Dieter Bukowski
Steuerberatung

Lexikon Recht


Feststellung der Vaterschaft

Feststellung der Vaterschaft

Gerichtliches Verfahren zur Begründung der Vaterschaft eines Kindes.

Mit der Feststellung der Vaterschaft soll gerichtlich geklärt werden, wer der leibliche Vater eines Kindes ist. Die Klage kann erhoben werden durch:

  • das Kind
  • die Mutter
  • den Mann, der sich für den Kindesvater hält

Soweit das Kind minderjährig ist, wird die Klage häufig durch das Jugendamt als Beistand des Kindes erhoben.

Die Klage ist zulässig, wenn eine tatsächliche Unsicherheit über die Vaterschaft besteht (Feststellungsinteresse).

Zuständig ist ausschließlich das Familiengericht, in dessen Bezirk das Kind seinen Wohnsitz hat. Klagt die Mutter, ist auch das Familiengericht zuständig, in dem die Mutter ihren Wohnsitz hat.
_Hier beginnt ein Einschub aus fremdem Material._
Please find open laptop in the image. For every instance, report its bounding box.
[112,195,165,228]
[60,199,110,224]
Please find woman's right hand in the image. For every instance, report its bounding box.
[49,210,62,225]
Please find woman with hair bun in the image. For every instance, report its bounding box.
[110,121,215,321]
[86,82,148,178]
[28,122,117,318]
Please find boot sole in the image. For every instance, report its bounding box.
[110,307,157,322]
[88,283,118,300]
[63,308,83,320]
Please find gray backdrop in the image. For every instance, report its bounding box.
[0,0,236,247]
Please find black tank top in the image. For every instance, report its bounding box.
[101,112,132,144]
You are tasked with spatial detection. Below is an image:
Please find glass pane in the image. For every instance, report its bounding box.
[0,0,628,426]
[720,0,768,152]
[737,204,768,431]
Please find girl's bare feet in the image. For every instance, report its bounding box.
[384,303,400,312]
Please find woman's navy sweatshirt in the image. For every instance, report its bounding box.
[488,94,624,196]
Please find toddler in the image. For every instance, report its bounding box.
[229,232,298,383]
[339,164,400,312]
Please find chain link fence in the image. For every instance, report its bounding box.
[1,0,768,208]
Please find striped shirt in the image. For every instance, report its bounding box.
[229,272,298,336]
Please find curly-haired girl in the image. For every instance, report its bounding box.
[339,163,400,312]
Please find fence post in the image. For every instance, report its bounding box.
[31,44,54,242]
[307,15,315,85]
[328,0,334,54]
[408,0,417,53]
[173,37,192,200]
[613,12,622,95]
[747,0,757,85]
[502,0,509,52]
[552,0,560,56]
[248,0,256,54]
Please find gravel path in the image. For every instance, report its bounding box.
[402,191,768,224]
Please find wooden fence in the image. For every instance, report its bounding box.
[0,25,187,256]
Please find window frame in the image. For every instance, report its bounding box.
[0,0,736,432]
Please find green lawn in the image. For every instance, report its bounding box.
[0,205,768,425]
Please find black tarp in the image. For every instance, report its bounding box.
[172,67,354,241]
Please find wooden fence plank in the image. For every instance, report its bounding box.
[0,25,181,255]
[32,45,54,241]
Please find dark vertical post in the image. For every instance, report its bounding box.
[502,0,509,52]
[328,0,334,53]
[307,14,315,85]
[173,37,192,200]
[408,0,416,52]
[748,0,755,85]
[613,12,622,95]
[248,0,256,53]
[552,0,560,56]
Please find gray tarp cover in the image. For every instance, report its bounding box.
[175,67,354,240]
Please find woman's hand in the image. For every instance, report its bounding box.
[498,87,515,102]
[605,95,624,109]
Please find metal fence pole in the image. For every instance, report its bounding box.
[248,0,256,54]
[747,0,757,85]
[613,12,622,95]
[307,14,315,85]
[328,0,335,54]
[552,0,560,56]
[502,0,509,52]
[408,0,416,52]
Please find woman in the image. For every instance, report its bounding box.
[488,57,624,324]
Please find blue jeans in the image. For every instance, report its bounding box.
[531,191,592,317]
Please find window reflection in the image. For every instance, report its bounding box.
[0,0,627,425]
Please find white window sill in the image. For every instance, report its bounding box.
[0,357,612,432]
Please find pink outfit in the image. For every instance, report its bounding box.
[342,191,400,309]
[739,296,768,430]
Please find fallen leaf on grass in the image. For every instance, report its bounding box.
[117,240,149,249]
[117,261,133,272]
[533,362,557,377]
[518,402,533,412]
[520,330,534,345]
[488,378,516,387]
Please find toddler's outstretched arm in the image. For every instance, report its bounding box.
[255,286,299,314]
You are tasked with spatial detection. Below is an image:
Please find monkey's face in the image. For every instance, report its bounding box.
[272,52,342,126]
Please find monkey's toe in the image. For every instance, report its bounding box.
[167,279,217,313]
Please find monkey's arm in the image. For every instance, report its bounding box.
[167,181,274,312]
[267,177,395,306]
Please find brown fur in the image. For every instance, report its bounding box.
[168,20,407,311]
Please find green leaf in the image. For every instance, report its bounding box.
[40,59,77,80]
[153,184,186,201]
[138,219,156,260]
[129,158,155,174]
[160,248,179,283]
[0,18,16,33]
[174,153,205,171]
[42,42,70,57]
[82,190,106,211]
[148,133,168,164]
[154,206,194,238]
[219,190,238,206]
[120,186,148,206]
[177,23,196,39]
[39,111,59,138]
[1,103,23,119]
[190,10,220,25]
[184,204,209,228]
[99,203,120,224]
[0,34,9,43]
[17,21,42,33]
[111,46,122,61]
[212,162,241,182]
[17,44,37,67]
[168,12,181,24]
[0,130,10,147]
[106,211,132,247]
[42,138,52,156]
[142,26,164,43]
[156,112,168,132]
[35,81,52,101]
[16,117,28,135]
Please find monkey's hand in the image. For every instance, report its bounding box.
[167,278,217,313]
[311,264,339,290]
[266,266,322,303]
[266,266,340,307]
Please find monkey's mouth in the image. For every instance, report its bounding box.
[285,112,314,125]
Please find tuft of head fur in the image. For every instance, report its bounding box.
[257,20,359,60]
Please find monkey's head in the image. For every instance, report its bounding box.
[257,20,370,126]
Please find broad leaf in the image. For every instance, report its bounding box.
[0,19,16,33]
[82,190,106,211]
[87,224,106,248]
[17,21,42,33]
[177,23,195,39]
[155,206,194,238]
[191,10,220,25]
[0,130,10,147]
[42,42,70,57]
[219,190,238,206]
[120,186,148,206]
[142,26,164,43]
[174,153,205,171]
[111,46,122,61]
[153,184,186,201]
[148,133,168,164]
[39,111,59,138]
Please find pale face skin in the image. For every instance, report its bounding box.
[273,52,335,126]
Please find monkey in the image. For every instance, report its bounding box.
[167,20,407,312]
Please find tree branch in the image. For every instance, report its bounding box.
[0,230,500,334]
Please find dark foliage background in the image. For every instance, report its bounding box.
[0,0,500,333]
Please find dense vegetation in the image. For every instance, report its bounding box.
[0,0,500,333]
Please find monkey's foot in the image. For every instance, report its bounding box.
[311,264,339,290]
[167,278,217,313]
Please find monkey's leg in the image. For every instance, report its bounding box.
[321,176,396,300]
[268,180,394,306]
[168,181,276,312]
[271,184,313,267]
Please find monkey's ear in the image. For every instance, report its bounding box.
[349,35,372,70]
Der Ablauf des Verfahrens ist in den §§ 640 bis 641i der Zivilprozessordnung (ZPO) geregelt.

Der Vaterschaftsnachweis erfolgt durch ein Abstammungsgutachten. Dafür werden dem potentiellen Vater und dem Kind eine Blutprobe entnommen und anschließend die DNA der beiden verglichen.
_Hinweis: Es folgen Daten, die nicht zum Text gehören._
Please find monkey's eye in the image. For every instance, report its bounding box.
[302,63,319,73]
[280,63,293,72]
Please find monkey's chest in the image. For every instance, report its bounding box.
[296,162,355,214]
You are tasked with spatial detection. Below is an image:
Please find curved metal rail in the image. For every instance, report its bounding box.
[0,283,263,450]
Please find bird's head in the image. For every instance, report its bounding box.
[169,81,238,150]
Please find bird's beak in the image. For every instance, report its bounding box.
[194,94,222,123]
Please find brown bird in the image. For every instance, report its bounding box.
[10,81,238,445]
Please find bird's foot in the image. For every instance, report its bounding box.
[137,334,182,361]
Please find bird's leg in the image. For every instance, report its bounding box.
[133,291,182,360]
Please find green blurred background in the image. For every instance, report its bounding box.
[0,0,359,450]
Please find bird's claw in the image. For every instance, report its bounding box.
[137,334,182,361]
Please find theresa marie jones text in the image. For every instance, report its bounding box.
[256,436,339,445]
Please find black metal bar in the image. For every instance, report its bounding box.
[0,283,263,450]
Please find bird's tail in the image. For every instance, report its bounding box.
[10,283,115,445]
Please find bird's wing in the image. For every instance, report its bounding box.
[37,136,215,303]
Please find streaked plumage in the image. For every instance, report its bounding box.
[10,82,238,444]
Wurde die Vaterschaft festgestellt, entsteht ab Rechtskraft des Urteils ein Verwandtschaftsverhältnis. Daraus resultieren:

  • Unterhaltspflichten des Vaters gegenüber Kind und Mutter
  • Erbansprüche des Kindes bei Tod des Vaters
  • die doppelte Staatsbürgerschaft des Kindes, wenn die Mutter Ausländerin und der Vater Deutscher ist
  • Zeugnisverweigerungsrechte

Neben der Vaterschaftsfeststellung kann die Vaterschaft begründet werden:

  • bei ehelichen Kindern durch die gesetzliche vermutete Vaterschaft des Ehemanns (§ 1592 Nr. 1 BGB).
  • bei nichtehelichen Kindern durch ein freiwilliges Anerkenntnis der Vaterschaft (§ 1592 Nr. 2 BGB).

Die negative Vaterschaftsfeststellung wird als Vaterschaftsanfechtung bezeichnet. Es handelt sich ebenfalls um ein familiengerichtliches Verfahren.

Praxistipp:

Weigert sich der vermutliche Vater an dem Beweisverfahren durch die Duldung einer Blutentnahme mitzuwirken, wird die Untersuchung durch eine Zwangsvorführung durchgeführt.